External Tables
However, managed tables are less convinent for sharing with other tools. For example, suppose we have data that is created and used primarily by Pig or other tools, but we want to run some quries against it, but not give Hive ownership of the data. So we can define an external table that points to that data, but doesn't take ownership of it.
Suppose we are analyzing data from the stock markets. Periodically, we ingest the data for NASDAQ and the NYSE from a source like Infochimps(http://infochimps.com/datasets).
Now the following table declaration creates an external table that can read all the data files for this comma-delimited data in /data/stocks:
hive(Economy)> create external table if not exists stocks(
> exchange string, symbol string, ymd string, price_open float, price_high float, price_low float,
> price_close float, volume int, price_adj_close float)

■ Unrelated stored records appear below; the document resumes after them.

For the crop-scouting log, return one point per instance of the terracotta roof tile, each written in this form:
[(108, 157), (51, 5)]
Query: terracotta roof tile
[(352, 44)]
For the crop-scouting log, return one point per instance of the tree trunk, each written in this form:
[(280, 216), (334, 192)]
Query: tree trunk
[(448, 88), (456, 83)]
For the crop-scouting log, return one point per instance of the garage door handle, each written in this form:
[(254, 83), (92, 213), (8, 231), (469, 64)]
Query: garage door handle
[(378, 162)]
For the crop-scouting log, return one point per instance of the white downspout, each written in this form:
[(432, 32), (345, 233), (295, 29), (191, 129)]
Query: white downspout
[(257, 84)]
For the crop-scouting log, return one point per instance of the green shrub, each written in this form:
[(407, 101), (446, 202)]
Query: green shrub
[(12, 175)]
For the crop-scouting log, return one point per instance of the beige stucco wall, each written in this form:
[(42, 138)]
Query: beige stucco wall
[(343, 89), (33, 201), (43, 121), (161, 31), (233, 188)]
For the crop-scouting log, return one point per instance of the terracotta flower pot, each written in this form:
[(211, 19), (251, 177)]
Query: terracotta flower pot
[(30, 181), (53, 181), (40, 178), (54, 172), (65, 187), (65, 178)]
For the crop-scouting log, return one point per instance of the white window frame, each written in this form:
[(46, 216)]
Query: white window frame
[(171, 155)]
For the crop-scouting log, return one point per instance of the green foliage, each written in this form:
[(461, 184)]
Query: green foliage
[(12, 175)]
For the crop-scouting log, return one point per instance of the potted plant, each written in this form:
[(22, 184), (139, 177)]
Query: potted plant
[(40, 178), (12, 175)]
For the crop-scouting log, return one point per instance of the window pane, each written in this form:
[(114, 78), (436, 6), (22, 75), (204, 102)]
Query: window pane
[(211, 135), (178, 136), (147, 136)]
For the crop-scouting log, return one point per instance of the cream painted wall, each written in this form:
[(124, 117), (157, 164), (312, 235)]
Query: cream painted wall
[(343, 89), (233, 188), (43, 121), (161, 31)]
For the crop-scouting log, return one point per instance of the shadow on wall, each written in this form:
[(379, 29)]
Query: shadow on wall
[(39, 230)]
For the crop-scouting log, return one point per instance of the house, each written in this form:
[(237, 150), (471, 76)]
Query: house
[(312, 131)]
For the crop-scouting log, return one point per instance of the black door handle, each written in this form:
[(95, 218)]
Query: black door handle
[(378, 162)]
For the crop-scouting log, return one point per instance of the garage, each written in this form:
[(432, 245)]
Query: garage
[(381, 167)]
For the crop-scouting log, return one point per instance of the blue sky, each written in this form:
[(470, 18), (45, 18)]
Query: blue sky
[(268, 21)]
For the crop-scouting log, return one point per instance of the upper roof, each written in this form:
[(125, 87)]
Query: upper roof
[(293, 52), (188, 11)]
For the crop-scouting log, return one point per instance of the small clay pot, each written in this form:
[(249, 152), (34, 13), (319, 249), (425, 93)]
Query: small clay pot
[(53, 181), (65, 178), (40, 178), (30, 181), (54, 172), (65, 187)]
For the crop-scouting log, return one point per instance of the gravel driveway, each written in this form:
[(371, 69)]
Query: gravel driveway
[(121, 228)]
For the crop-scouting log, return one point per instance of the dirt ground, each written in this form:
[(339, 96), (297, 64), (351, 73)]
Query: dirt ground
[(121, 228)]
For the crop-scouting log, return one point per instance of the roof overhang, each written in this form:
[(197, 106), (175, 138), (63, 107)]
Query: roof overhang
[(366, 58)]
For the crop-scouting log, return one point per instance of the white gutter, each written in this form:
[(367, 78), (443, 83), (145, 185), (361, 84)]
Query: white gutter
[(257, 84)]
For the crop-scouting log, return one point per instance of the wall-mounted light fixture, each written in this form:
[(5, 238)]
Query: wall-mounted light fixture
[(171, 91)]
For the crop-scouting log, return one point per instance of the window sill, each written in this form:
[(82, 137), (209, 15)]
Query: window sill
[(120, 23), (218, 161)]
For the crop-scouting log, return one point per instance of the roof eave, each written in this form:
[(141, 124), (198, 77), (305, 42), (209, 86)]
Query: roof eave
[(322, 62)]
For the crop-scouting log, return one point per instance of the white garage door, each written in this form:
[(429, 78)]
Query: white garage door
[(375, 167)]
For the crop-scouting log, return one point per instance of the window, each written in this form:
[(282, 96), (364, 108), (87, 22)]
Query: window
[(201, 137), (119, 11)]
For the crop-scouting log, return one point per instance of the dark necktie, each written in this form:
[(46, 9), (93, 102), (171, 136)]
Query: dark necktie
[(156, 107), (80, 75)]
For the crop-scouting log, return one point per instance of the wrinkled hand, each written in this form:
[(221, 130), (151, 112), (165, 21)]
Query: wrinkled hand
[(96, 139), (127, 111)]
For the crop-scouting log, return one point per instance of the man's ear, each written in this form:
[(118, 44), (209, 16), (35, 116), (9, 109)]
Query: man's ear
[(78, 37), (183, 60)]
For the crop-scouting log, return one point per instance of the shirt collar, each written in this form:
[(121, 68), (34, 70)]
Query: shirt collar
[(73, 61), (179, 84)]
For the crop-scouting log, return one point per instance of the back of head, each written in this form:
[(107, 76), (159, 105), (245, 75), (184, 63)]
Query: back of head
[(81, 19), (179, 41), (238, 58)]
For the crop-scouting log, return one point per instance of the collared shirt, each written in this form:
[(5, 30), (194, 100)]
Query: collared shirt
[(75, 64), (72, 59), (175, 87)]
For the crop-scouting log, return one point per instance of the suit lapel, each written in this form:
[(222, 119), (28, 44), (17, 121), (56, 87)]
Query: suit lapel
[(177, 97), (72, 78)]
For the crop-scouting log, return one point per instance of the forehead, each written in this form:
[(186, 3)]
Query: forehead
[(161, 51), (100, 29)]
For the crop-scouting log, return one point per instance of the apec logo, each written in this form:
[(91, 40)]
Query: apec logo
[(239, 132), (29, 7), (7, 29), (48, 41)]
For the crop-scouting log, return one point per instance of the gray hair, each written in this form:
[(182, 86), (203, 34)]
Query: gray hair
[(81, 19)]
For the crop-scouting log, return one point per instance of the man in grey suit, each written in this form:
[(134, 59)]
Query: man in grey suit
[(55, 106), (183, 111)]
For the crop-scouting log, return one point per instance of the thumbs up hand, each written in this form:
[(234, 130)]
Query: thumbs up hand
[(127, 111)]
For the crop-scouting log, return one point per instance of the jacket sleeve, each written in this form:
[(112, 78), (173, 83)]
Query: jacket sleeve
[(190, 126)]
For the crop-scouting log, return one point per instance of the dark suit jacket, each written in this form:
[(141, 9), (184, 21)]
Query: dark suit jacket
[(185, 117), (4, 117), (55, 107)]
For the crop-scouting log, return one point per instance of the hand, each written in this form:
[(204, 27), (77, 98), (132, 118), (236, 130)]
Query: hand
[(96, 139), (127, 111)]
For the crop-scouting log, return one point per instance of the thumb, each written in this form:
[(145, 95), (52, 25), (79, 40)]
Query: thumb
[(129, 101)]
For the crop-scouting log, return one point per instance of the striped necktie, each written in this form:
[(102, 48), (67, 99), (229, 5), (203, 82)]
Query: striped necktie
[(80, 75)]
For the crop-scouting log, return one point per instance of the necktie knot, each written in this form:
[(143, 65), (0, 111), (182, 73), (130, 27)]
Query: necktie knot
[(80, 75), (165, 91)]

> row format delimited fields terminated by ','
> location '/data/stocks';
Because it's external, Hive doesn't assume it owns the data. Therefore, dropping the table doesn't delete the data, although the metadata for the table will be deleted.(sometimes permit denied);
In addtion, you can judge the table type between managed and external table using the output of 'hive>describe extended tablename'.
As for managed tables, you can also copy the schema(but the data) of an existign table:
hive> create external table if not exists Economy1
> like Economy
> location '/data/stocks/path';
What's more, if you omit the 'external' keyword and the original table is external, the new table will also be external; if you omit 'external' and the original table is managed, the new table will also be managed. However, if you include the external keyword and the original table is managed, the new table will be external.